Você acredita que há oportunidades diferenciais do agronegócio brasileiro em relação ao de outros países?

Fujivara: Há uma grande diferença da cadeia do agro brasileiro em relação à europeia ou à americana. No Brasil, o sistema de gestão do agricultor é mais completo, podemos dizer que fazemos muito mais do negócio do que o trabalho operacional. Se comparamos com os europeus, eles estão mais ligados ao operacional do dia a dia [trabalho braçal], que é mais sofrido e esconde o que de fato despertaria a atenção dos jovens. Os americanos, outro exemplo, são proprietários e estão tocando a colheitadeira ou os tratores, sem mão de obra. Enfim, para nós a cadeia empresarial é complexa. Os mais novos brasileiros, por sua vez, têm que se relacionar com peão da fazenda, com operador de máquina, e vivenciar essa realidade é muito legal.

A reputação do agronegócio mudou?

Fujivara: O status do agro se transformou. O agronegócio é sustentável, é tecnológico e é aula de gestão. Costumo dizer que o setor deixou de ser o do “jeca-tatu” de antigamente e, como qualquer outro setor, precisa de gestão de pessoas, de modelo de negócio, de interesse pela aprendizagem. Eu lembro quando eu saí de um colégio estadual de Capão Bonito, no interior, para fazer o colegial em São Paulo, eu era tratado como um jeca, como um “pé-vermelho”, um caipira que não sabia nada, e hoje não é mais assim. Agora, se você vai a qualquer lugar de bota e chapéu, ninguém lhe julga como malvestido. Nós estamos deixando a imagem de caipira para agregar a de empresário. Consequentemente, isso acaba despertando o interesse dos jovens. É comum encontrarmos jovens de São Paulo, capital, fazendo agronomia, e é por isso que defendo a relevância desse pessoal ter vivência no campo. É o que me faz receber universitários na fazenda, afinal, muitos nunca saíram das avenidas de São Paulo. Além, é claro, de lideranças de multinacionais que chegam ao Brasil e também precisam se aproximar da nossa realidade.

E como é o trabalho de convencer as pessoas sobre as qualidades do agro?

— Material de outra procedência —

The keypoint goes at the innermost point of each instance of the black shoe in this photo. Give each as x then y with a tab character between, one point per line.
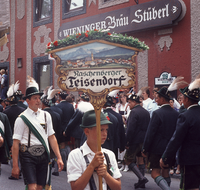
141	183
13	178
55	173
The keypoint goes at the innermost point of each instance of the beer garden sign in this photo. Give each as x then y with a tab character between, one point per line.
143	16
91	59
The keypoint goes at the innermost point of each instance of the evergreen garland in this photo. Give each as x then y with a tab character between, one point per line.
97	35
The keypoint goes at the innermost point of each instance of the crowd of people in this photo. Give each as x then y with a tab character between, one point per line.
141	133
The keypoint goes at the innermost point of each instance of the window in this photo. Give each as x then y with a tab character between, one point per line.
72	8
42	13
109	3
43	71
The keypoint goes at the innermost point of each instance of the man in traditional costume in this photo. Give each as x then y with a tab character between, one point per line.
14	110
186	139
67	113
137	124
33	132
5	139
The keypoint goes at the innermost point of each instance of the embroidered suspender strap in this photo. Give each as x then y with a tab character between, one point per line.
39	137
45	119
29	138
6	145
91	181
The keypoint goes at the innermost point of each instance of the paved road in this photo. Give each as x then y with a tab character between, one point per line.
60	183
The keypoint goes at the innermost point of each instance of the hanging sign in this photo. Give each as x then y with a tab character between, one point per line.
96	66
142	16
164	79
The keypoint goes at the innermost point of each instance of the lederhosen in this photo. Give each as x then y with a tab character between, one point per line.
91	181
35	150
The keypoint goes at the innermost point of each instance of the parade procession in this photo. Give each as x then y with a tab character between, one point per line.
99	94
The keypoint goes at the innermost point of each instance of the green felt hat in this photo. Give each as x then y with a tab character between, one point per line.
164	93
134	97
193	94
89	119
32	91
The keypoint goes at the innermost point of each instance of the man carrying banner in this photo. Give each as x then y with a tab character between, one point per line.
5	138
32	132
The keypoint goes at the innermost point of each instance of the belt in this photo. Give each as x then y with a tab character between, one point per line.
35	150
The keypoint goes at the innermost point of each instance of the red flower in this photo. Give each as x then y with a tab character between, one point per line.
55	43
108	118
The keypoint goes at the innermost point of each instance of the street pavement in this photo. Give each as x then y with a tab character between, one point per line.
60	182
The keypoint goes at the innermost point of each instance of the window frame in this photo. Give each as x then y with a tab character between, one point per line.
42	21
109	3
73	13
42	61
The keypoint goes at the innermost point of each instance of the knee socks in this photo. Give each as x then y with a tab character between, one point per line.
135	170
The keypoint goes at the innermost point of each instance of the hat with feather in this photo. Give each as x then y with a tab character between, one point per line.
51	94
44	97
193	90
110	96
32	89
176	84
62	94
85	97
135	97
13	92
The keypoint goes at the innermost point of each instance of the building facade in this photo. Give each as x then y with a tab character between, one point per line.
173	42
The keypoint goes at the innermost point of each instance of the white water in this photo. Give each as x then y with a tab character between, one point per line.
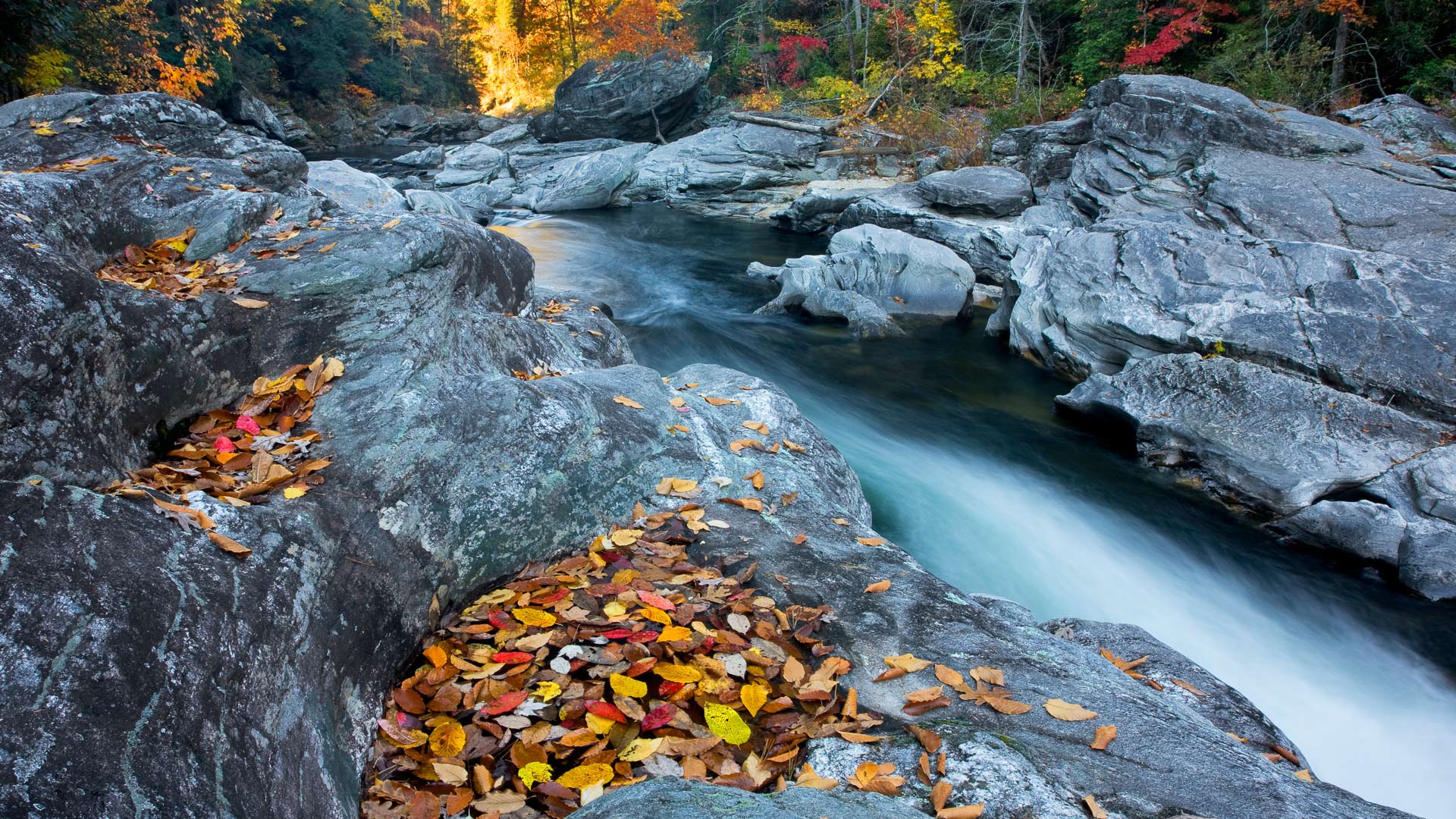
968	471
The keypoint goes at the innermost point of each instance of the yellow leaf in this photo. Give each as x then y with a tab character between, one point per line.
753	698
535	617
447	739
674	632
626	537
585	776
1068	711
639	749
673	672
628	687
727	723
533	773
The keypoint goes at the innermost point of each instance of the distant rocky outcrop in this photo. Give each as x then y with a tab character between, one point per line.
145	672
626	99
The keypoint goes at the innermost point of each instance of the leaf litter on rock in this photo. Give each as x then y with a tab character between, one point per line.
242	453
620	664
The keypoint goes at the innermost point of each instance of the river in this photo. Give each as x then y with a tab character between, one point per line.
970	471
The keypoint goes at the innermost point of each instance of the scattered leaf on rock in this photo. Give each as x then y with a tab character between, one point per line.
609	667
1068	711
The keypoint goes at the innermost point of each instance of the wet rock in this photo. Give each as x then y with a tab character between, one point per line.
476	162
871	271
1286	447
354	188
977	191
628	99
1405	126
728	171
820	206
688	799
437	203
433	156
251	689
579	183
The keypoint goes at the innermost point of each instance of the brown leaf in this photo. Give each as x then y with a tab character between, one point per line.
1068	711
1103	736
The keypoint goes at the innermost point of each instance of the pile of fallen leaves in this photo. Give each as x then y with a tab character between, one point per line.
237	455
604	670
162	268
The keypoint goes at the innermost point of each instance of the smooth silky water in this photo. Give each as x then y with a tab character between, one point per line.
968	469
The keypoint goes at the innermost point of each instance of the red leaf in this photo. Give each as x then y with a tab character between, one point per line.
601	708
511	657
660	716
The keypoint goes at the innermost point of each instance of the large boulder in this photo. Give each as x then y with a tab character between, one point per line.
1407	127
628	99
977	191
868	273
245	108
579	183
1183	218
354	188
476	162
218	687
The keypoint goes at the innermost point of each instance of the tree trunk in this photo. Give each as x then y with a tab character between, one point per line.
1022	47
1337	72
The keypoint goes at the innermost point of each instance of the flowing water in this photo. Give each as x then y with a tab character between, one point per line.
968	469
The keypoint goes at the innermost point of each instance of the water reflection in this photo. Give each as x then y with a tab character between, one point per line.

Fujivara: Eu faço palestras em escolas e, nas minhas conversas com “urbanos”, destaco um conceito muito simples: a agricultura brasileira é tropical e, por isso, é possível produzir alimento durante os 12 meses do ano, diferentemente da agricultura temperada da Europa, dos Estados Unidos, ou mesmo da Argentina. O Brasil é o único país capaz dessa proeza.